Their findings, published recently in the Nature journal Scientific Reports, suggest that aquifer volume is influenced by variations in effective pressure in the ground surrounding documented wells. For the periods studied, the spatial patterns of changes in aquifer volume vary significantly among years representing drought (October 2015 to 2016), precipitation (2017), and near-average rainfall (2018), reflecting the deviations in groundwater pumping, which change depending upon surface water deliveries to farmers.

The researchers believe their methods could be relatively simple for local groundwater sustainability agencies to implement because the spatially explicit estimates of aquifer volume loss are relatively inexpensive to obtain, and can be used by local agencies to estimate localized areas of intensive pumping and groundwater overconsumption.

“This technique makes it possible to assess groundwater resources not just at the very local level, but at a larger scale, in order to be of benefit to multiple stakeholders,” Nico said.

Hyperlocal Approach Runs Risk of Double-Counting Available Water
For a long time, groundwater was regularly pumped in California to meet water needs when surface water coming from rivers, lakes, and streams was inadequate – so much so during the many years of persistent drought that massive over-pumping pushed the state to pass the SGMA legislation.

SGMA requires water users to halt overdraft and bring critically overdrawn groundwater basins into balanced levels of pumping and recharge by 2040. Local groundwater sustainability agencies charged with developing sustainable management policies for oversubscribed groundwater basins now face the difficult task of estimating groundwater use and aquifer storage capacity without sufficient systematic and quantitative monitoring, according to the Berkeley Lab researchers.

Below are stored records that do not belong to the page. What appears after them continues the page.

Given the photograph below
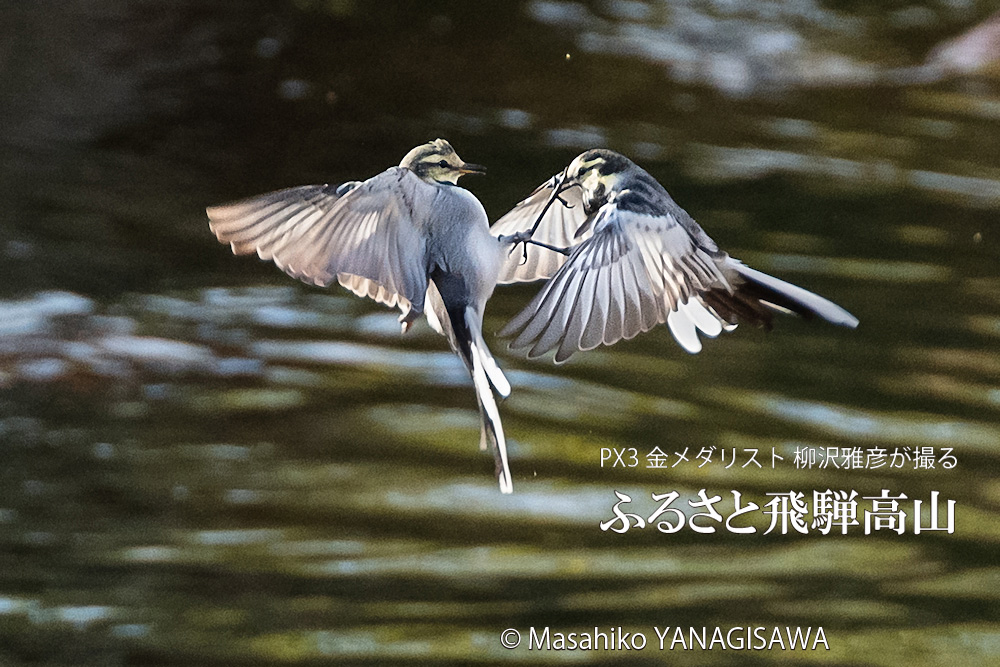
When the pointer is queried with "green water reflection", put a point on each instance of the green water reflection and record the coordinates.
(205, 463)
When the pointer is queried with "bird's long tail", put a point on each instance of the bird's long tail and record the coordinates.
(462, 326)
(777, 293)
(486, 377)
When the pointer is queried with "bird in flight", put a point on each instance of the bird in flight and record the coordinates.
(622, 257)
(408, 238)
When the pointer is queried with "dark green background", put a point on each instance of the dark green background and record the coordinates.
(207, 463)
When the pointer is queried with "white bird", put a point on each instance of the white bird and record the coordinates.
(623, 257)
(408, 237)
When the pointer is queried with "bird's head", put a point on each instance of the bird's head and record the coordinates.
(436, 161)
(599, 172)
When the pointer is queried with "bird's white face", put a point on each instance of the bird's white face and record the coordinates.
(596, 176)
(438, 162)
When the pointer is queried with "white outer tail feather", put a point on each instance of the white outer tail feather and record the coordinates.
(824, 308)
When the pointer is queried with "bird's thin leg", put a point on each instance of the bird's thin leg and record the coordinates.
(525, 236)
(562, 251)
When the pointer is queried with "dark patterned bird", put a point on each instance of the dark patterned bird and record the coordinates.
(622, 257)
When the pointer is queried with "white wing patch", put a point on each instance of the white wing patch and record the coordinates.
(635, 272)
(366, 237)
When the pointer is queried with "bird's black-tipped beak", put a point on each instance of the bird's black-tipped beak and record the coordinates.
(469, 168)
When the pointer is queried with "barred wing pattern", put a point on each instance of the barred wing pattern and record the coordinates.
(365, 235)
(635, 272)
(558, 228)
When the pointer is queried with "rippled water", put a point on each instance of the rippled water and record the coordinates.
(206, 463)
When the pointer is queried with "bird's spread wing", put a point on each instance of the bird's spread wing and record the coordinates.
(635, 272)
(558, 228)
(364, 236)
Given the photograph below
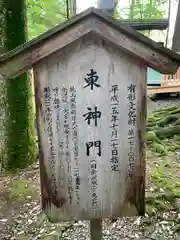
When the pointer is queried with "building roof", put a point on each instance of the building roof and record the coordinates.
(91, 21)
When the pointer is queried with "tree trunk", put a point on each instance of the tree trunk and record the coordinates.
(21, 134)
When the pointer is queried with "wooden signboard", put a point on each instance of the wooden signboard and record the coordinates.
(91, 110)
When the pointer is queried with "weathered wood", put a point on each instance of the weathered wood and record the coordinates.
(90, 21)
(117, 193)
(96, 229)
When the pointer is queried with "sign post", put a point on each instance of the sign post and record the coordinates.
(90, 91)
(96, 229)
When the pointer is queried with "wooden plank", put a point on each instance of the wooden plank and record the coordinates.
(96, 229)
(152, 54)
(91, 172)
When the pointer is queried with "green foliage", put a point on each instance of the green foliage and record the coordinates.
(20, 124)
(44, 14)
(144, 9)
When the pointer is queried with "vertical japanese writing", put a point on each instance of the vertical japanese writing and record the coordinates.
(93, 172)
(91, 116)
(132, 124)
(75, 141)
(60, 143)
(64, 97)
(114, 128)
(51, 157)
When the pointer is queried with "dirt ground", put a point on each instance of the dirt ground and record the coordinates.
(21, 217)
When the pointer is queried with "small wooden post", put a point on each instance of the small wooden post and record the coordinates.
(96, 229)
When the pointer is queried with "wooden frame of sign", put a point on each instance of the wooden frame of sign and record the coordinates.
(90, 92)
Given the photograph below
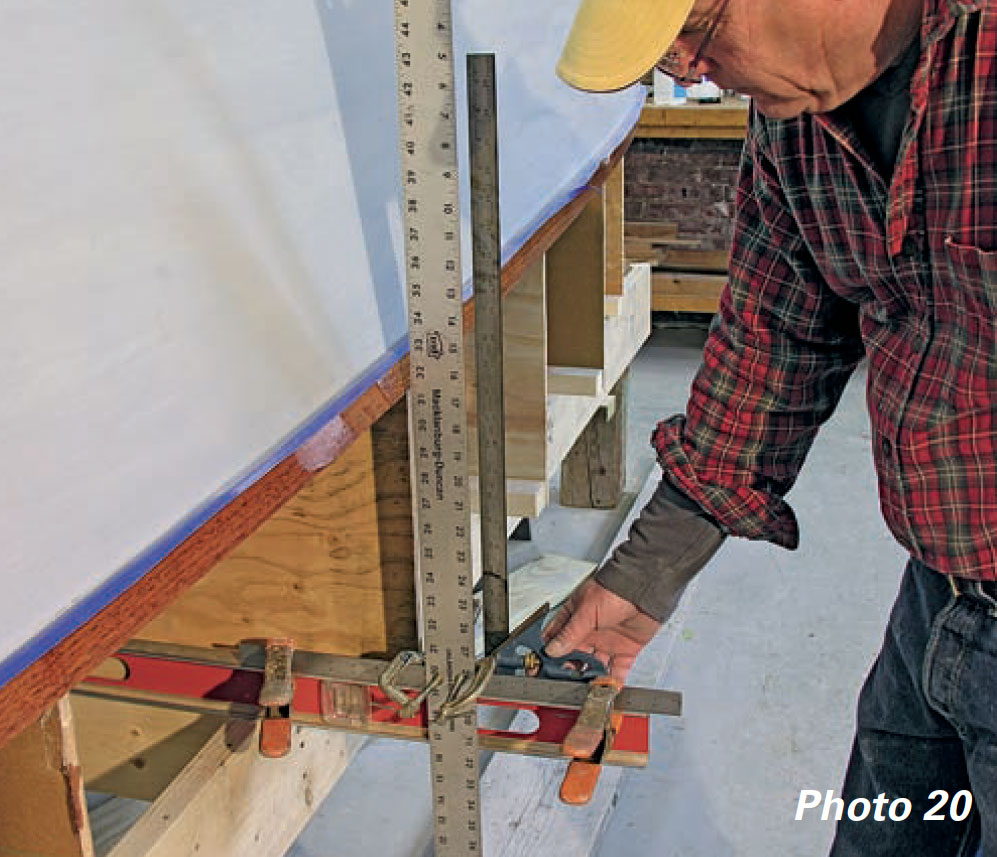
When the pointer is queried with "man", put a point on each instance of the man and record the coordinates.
(866, 227)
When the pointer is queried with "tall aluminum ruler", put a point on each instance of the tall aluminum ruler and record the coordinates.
(428, 136)
(482, 135)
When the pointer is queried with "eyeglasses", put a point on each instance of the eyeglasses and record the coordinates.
(684, 73)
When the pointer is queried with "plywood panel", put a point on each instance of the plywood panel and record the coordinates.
(575, 291)
(332, 569)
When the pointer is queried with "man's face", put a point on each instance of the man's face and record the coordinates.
(784, 53)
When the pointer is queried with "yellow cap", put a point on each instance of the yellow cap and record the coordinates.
(613, 43)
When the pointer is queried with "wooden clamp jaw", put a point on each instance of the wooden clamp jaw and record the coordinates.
(275, 698)
(590, 739)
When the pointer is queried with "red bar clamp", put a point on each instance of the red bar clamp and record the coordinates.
(275, 698)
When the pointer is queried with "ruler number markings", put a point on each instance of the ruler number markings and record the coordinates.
(427, 123)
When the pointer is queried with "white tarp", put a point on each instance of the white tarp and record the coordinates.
(200, 250)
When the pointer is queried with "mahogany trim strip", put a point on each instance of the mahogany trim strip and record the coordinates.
(39, 686)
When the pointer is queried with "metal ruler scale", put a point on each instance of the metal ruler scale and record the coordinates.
(428, 149)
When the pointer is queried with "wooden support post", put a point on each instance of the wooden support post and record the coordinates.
(136, 751)
(43, 810)
(594, 471)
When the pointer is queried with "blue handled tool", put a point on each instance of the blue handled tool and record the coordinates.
(524, 654)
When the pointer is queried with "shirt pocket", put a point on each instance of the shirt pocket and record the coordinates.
(974, 270)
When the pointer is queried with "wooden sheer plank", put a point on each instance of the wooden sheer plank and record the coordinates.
(575, 291)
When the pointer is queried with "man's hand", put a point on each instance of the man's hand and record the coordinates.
(596, 621)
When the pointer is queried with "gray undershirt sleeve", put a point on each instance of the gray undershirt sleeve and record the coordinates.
(671, 540)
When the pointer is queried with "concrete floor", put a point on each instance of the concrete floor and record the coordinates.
(769, 649)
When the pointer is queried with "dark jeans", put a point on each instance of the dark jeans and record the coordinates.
(927, 721)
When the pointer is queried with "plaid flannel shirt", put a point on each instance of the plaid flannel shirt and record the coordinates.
(831, 262)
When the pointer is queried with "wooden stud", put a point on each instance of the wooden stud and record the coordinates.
(680, 292)
(135, 751)
(43, 810)
(594, 471)
(525, 385)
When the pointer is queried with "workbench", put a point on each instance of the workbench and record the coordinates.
(688, 253)
(206, 287)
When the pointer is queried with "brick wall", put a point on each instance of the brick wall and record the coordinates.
(687, 182)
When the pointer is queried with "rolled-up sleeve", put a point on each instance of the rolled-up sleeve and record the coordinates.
(778, 356)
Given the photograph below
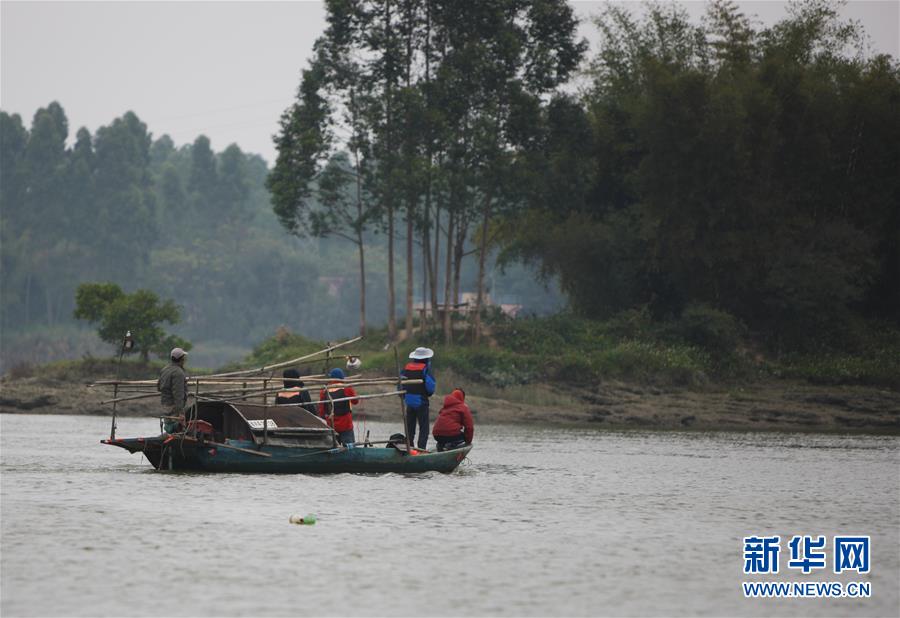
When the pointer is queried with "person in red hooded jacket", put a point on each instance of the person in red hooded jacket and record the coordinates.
(338, 414)
(454, 425)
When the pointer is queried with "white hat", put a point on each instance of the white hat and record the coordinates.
(421, 353)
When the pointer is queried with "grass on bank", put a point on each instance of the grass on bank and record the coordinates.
(704, 345)
(519, 356)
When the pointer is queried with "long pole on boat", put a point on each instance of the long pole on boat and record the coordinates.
(127, 344)
(402, 398)
(285, 363)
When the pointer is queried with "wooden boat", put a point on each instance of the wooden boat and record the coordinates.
(247, 437)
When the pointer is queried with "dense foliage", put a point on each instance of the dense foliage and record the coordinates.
(188, 223)
(751, 171)
(418, 109)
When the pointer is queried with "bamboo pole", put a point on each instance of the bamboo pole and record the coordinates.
(402, 399)
(318, 378)
(298, 405)
(285, 363)
(216, 394)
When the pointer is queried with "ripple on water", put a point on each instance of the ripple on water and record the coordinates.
(538, 521)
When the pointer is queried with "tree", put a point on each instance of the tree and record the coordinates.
(140, 312)
(125, 208)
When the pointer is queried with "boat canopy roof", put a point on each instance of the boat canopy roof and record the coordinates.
(282, 417)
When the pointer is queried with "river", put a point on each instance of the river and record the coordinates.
(538, 521)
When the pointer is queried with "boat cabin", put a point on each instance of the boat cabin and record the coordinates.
(262, 424)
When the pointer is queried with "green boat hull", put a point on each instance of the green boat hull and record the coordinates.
(167, 452)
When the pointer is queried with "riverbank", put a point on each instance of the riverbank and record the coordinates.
(770, 405)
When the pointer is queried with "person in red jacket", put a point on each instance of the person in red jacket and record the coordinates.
(454, 426)
(339, 414)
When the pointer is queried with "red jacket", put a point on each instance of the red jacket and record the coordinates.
(454, 418)
(343, 422)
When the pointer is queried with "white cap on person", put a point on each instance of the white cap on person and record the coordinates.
(421, 353)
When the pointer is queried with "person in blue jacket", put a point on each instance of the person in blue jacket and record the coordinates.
(417, 395)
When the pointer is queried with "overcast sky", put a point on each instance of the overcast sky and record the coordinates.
(224, 69)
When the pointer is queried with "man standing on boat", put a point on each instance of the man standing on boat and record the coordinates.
(293, 392)
(418, 368)
(339, 414)
(172, 387)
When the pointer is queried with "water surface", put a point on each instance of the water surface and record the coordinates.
(539, 521)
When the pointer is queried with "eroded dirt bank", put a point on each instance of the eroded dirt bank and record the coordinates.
(772, 405)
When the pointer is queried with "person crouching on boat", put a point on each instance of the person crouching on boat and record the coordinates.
(339, 414)
(454, 426)
(293, 392)
(172, 387)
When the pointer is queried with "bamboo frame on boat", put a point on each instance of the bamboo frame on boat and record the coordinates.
(294, 361)
(297, 405)
(216, 394)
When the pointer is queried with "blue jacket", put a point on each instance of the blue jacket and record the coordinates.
(417, 395)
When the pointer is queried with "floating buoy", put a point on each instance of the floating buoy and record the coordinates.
(306, 520)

Unfortunately, there’s no cost-effective method that has proven useful for monitoring aquifer storage in sufficiently high resolution yet over needed spatial extents, even in highly developed agricultural areas such as California’s Central Valley, according to Don Vasco, Berkeley Lab senior scientist and lead author of the paper for Scientific Reports.

For example, an approach utilizing observed water levels in monitoring boreholes throughout the Central Valley to indicate aquifer status is largely ineffective, because boreholes are usually shallow and may not accurately represent the health of deeper aquifers. Nor would the typically sparsely distributed boreholes provide information over sufficient spatial extents to detect localized areas of high water use.

“Monitoring is critical in assessing the loss of storage capacity in a given aquifer – and in determining the rate of groundwater depletion – at a resolution that corresponds with the needs of agencies responsible for groundwater management, from a few kilometers to tens of kilometers,” said Vasco.

The Public Policy Institute of California recently evaluated 36 groundwater sustainability plans submitted to the state for 11 critically overdrawn basins in the San Joaquin Valley – California’s largest farming region. Their review identified the potential pitfalls of hyperlocal management, showing that while water supply estimates may appear reasonable when the plans are considered individually, reviewing the plans in aggregate exposes the potential that exists for double-counting water supplies by taking such a localized approach.

This perspective highlights the need for an integrated monitoring tool that can be applied at the small scale but also provide an integrated look across large jurisdictions encompassing multiple management areas to prevent any impacts from falling through the cracks.

“If adopted statewide, the computing approach that we have developed could allow the new local groundwater sustainability agencies (GSAs) established under SGMA to estimate the spatial variation of groundwater usage for their own area and the larger region at the same time,” Nico said.

The technique could also become a new approach that stakeholders in other U.S. states as well as other nations could consider as part of their water management strategies, the researchers said.

The effort is supported by Berkeley Lab’s Laboratory Directed Research and Development (LDRD) program, through which the Lab directs funding to specific areas of research.